What is Income Spreading
Income spreading is a tax reduction strategy that is typically used by people with highly volatile incomes to reduce the overall marginal tax rate paid on a large sum of income. This strategy involves particularly large sources of income and dividing the amount realized over a period of years to reduce the overall amount of taxes paid. This tactic can also be used to avoid getting bumped up into a higher tax bracket, which would also in turn result in a greater tax liability.
BREAKING DOWN Income Spreading
Income spreading can be enacted in several different ways. The best option for a particular individual or business will depend on their specific circumstances and financial priorities. One way to implement income spreading is through an installment sale. This is when you sell a capital asset, and the terms of the sale dictate that the buyer will make payments in installments that are spread out over more than one tax year. This type of installment sale arrangement may allow the seller to report the capital gains from the sale over multiple years. Rather than realizing one major spike in income via a single capital gains occurrence, the seller can report a more moderate level of capital gain over a longer period.
Income Spreading Examples and Clarification
Professional sport stars and actors in the entertainment industry are examples of people who may want to employ some sort of income-spreading strategy to smooth out the volatility of their income streams.

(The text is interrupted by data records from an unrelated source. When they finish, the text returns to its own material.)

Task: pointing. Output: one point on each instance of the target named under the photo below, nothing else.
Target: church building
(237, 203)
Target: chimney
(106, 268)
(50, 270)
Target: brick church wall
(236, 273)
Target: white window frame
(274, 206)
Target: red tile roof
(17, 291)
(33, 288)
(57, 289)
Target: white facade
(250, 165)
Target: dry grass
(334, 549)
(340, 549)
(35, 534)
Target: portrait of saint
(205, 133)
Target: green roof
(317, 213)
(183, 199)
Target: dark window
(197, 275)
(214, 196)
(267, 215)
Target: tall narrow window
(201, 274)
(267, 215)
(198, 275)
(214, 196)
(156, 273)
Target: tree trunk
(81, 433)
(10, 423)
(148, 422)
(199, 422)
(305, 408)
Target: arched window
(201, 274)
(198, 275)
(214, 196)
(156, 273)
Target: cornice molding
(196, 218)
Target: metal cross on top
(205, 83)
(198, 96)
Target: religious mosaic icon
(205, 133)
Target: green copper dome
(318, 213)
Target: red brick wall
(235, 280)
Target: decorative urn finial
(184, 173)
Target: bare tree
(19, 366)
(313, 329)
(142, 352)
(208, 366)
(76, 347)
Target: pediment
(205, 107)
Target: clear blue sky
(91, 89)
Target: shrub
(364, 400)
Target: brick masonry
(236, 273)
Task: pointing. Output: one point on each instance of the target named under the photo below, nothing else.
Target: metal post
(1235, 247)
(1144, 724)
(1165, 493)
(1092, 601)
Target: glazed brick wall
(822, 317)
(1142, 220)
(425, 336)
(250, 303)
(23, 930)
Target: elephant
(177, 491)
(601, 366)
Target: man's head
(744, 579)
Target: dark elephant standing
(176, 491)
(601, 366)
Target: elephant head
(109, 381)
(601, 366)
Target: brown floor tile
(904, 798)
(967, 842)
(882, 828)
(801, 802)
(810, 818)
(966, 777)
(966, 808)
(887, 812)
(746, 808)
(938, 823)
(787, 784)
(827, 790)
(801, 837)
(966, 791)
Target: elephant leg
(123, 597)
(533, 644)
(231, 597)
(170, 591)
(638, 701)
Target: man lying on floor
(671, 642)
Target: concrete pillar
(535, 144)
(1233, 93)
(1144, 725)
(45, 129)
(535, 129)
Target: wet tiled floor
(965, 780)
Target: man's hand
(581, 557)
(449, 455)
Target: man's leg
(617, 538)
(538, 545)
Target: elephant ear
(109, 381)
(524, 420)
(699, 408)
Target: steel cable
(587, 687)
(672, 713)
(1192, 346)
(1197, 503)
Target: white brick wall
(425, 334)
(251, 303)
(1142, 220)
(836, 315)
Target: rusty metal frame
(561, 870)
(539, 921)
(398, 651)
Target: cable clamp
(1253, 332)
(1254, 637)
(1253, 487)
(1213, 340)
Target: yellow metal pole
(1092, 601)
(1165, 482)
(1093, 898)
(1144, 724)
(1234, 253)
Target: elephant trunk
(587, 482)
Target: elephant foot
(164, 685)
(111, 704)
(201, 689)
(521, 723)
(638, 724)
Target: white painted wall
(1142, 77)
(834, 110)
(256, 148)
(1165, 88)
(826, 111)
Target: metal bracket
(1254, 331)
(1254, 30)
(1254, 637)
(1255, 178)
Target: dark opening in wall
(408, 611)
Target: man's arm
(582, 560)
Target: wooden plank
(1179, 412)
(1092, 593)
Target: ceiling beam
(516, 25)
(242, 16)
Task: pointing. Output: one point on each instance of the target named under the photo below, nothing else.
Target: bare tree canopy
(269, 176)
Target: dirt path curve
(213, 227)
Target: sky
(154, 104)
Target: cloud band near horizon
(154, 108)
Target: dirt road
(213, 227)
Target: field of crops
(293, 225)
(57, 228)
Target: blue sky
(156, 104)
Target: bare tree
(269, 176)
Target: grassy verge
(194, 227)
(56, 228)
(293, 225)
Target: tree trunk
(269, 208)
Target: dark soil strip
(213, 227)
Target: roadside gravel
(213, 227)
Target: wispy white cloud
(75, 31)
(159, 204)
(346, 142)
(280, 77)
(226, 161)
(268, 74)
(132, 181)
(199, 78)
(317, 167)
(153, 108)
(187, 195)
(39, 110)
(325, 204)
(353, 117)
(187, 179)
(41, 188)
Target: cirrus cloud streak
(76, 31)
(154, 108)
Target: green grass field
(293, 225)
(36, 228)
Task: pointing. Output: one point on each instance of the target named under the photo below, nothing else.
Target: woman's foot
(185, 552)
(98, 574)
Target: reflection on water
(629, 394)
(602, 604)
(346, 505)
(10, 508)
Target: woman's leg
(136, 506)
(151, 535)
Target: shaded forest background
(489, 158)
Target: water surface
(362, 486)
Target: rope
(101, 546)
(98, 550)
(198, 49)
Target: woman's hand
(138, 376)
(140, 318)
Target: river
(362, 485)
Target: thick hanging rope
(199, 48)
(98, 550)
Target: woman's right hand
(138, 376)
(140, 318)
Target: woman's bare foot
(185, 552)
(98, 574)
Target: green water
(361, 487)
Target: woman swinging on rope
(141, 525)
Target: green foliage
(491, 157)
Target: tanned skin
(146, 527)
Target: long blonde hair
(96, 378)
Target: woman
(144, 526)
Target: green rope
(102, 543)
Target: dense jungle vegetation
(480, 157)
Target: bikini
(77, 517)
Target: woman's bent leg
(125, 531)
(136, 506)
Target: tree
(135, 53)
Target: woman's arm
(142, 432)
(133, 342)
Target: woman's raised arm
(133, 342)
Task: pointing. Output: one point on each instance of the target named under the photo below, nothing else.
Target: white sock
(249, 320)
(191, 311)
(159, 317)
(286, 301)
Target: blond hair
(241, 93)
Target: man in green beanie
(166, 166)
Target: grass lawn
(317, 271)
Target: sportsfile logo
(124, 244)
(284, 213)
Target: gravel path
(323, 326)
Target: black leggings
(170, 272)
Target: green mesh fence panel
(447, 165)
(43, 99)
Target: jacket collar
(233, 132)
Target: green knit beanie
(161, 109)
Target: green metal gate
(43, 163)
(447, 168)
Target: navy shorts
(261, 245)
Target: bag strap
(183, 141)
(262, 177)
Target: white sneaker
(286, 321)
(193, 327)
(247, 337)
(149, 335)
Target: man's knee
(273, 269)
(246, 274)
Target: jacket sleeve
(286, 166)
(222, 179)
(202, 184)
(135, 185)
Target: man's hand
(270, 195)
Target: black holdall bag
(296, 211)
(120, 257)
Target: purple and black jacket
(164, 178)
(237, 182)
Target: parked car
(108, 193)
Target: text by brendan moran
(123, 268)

Another use of non-retirement related income spreading in Canada is to place a portion of income into an RRSP and then withdraw the amount when the person decides to return for more schooling. Because RRSPs do not penalize people for withdrawing funds early if they are used for educational purposes, a person would effectively be paying less tax on the sum because, as a student, the person's marginal tax rate would be lower.

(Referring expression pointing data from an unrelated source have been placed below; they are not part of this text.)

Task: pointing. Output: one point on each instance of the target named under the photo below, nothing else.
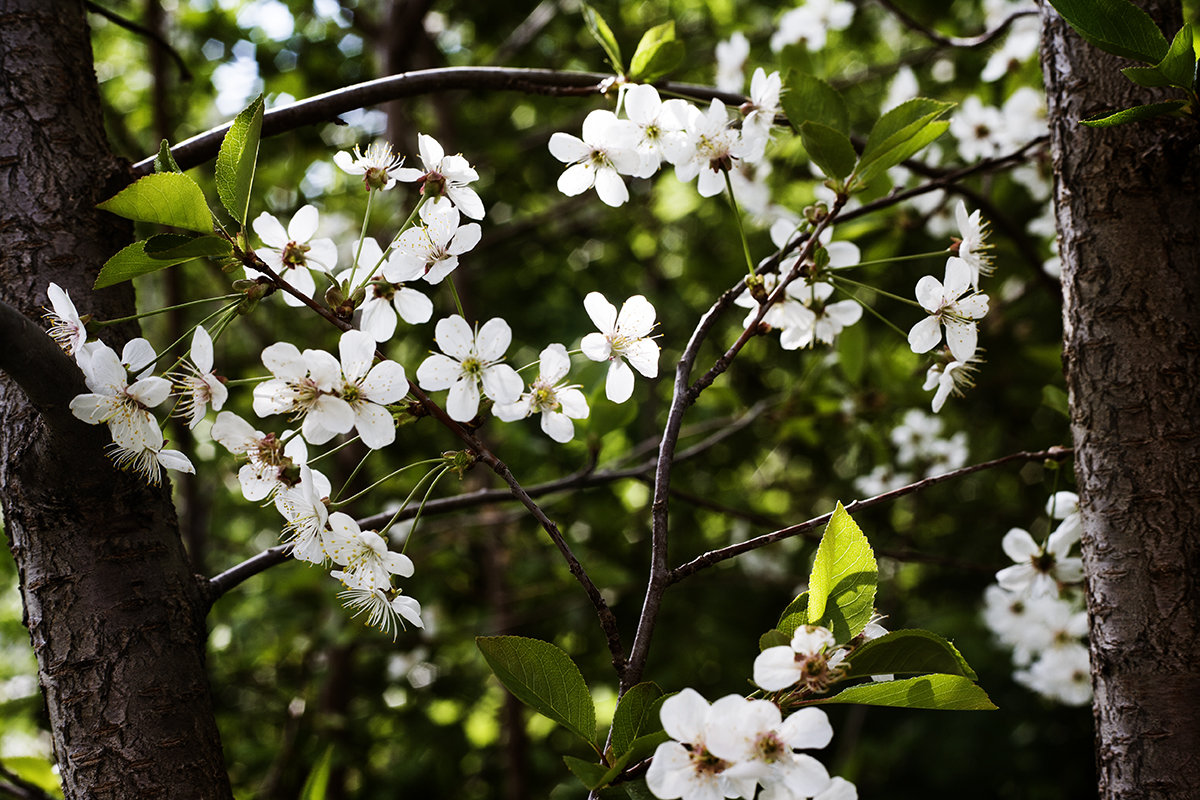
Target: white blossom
(623, 337)
(471, 361)
(550, 396)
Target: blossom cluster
(1036, 607)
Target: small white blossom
(471, 361)
(948, 307)
(622, 337)
(550, 396)
(378, 166)
(444, 176)
(598, 160)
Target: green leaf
(810, 100)
(906, 653)
(899, 133)
(1179, 66)
(841, 587)
(1135, 114)
(167, 198)
(795, 615)
(603, 34)
(657, 54)
(165, 162)
(1115, 26)
(936, 692)
(237, 160)
(544, 678)
(829, 149)
(635, 713)
(317, 783)
(589, 773)
(157, 253)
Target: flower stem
(737, 217)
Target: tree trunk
(114, 614)
(1128, 211)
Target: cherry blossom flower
(684, 767)
(803, 661)
(378, 167)
(431, 250)
(549, 395)
(760, 113)
(366, 389)
(761, 746)
(291, 253)
(973, 247)
(598, 160)
(305, 385)
(305, 512)
(270, 463)
(444, 176)
(118, 403)
(654, 128)
(948, 307)
(948, 379)
(471, 361)
(198, 385)
(622, 337)
(1037, 570)
(709, 150)
(387, 614)
(66, 328)
(364, 553)
(387, 295)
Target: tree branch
(718, 555)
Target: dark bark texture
(115, 615)
(1128, 209)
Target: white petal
(619, 384)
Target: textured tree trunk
(114, 614)
(1128, 208)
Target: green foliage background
(293, 677)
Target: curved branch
(323, 108)
(718, 555)
(969, 42)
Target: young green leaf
(899, 133)
(810, 100)
(159, 253)
(935, 692)
(1179, 66)
(544, 678)
(167, 198)
(1115, 26)
(829, 149)
(658, 53)
(841, 587)
(165, 162)
(900, 653)
(603, 35)
(1135, 114)
(237, 160)
(635, 715)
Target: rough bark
(1128, 204)
(115, 618)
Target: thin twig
(142, 30)
(721, 554)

Income spreading is different than income averaging, although the basic principle is similar. Income averaging, which in the U.S. is currently available only to farmers, fishermen and certain retirees, allows a taxpayer to balance out the typical fluctuations of income in those industries. With income averaging, an eligible business can shift some of their income from the current year and shift it to the three prior years, which are known as base years. This tax averaging option gives those in the farming and fishing industries a way to help maintain a sort of balance in their tax obligations and offset the volatility that is common for businesses in those industries.